4 Summary and conclusion

In this study, we have revisited the two major modes of variability of the East Asian Summer Monsoon (EASM) identified by Sun et al. (2010) using the pacemaker experiments of Lu et al. (2011). In the pacemaker experiments, all the information about the time series of events in the real world comes from the q-flux that is applied in the central and eastern tropical Pacific. The advantage of the pacemaker experiments is that SST is a fully prognostic variable and can freely interact with the atmospheric model (Cash et al. 2010; Lu et al. 2011), avoiding some of the issues inherent in atmosphere-only or ocean-only simulations (Greatbatch et al. 1995; Wang et al. 2005; Wu and Kirtman 2005; Wu et al. 2006; Wu and Kirtman 2007; Griffies et al. 2009).

The two modes are calculated by applying a MV-EOF analysis to boreal summer (June/July/August) seasonal mean anomalies of the zonal and meridional winds in the lower (850 hPa) and the upper (200 hPa) troposphere from the ERA40 reanalysis (Uppala et al. 2005), and corresponding principal components (PC) measure the variability of the modes. For the pacemaker experiments, we project the model wind fields onto the respective spatial patterns of the two modes from the ERA40 reanalysis to derive the corresponding time series. Results indicate that the model can capture a significant part of the variability of both the first and second modes. The correlation coefficients using detrended time series between the pacemaker experiments and ERA40 from 1958 to 1999 are 0.41 and 0.37 for the first and second modes, respectively. These correlation coefficients increase to 0.66 and 0.49 after 1979, consistent with stronger ENSO forcing after the 1976/1977 climate shift (e.g., Xie et al. 2010). The results from the pacemaker experiments take a step forward from Ding et al. (2014). In particular, the pacemaker experiments can capture about 25 % of variance of the second mode after 1979. We argue that the key element is to capture the delayed impact of ENSO on the East Asian summer climate, something that is still a challenge for many of the state-of-the art coupled models that took part in CMIP5 (Fu et al. 2013). Indeed, the close agreement between the correlation coefficients in Tables 1 and 2 is a tribute to the ability of the pacemaker experiments to capture this relationship.
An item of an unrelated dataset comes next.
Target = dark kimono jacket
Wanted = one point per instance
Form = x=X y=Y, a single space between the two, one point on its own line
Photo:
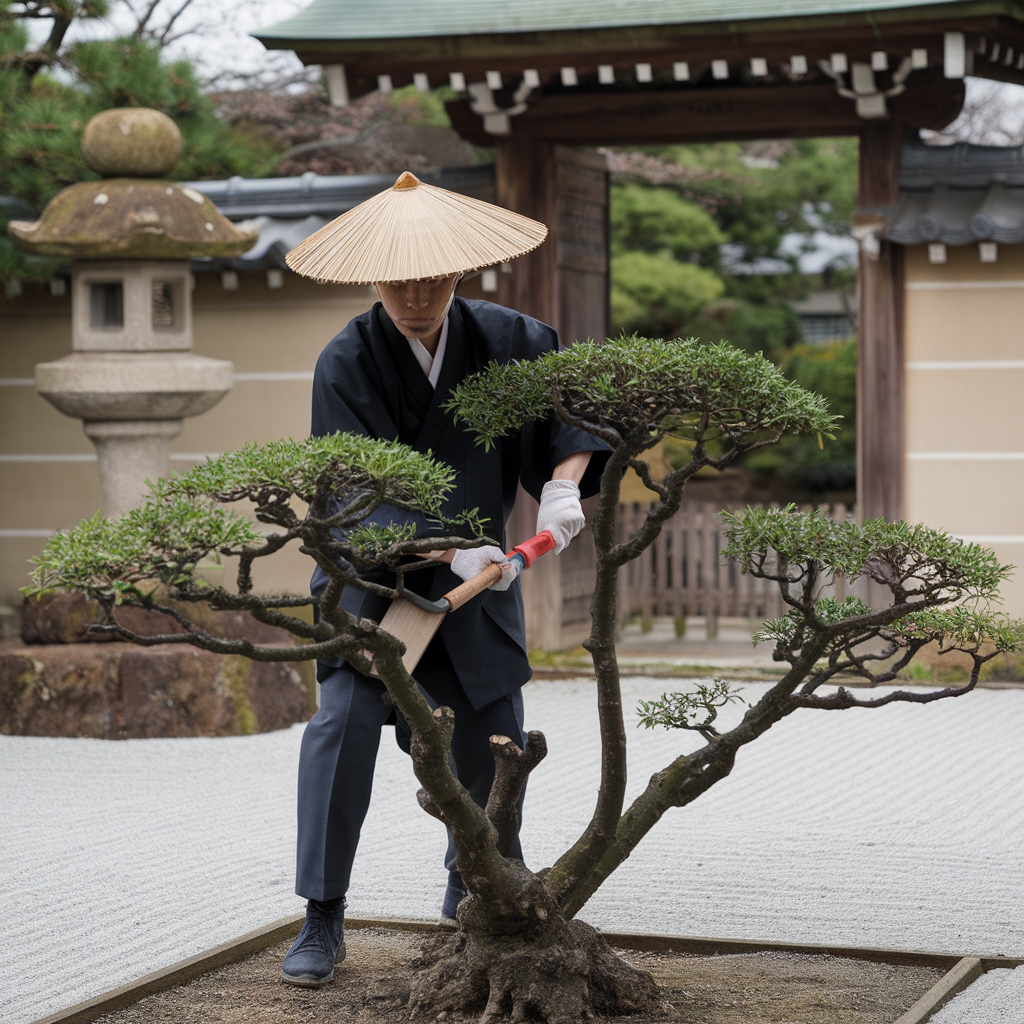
x=368 y=381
We also investigate the respective 850 and 200 hPa components of the two modes. To derive the 850 hPa (200 hPa) components, we project wind fields from only 850 hPa (200 hPa) onto the corresponding spatial patterns of the two modes. For the first mode, the 850 and 200 hPa components are almost equally well captured by the pacemaker experiments whereas for the second mode, only the 850 hPa component can be captured.

Finally, we note that the MVEOF analysis used here is not dependent on the use of the ERA-40 reanalysis. Wang et al. (2008) originally obtained the same two MVEOFs using a version of the NCEP reanalysis (Kanamitsu et al. 2002) and, as noted in Section 3, the same two MVEOFs emerge when the analysis is applied to the ensemble mean of the pacemaker experiments. Another example is given in Figs. 5 and 6 of Ding et al. (2014). We have also repeated the complete analysis carried out in this paper using both the NCEP and ERA-Interim reanalysis and found little change to the results (not shown).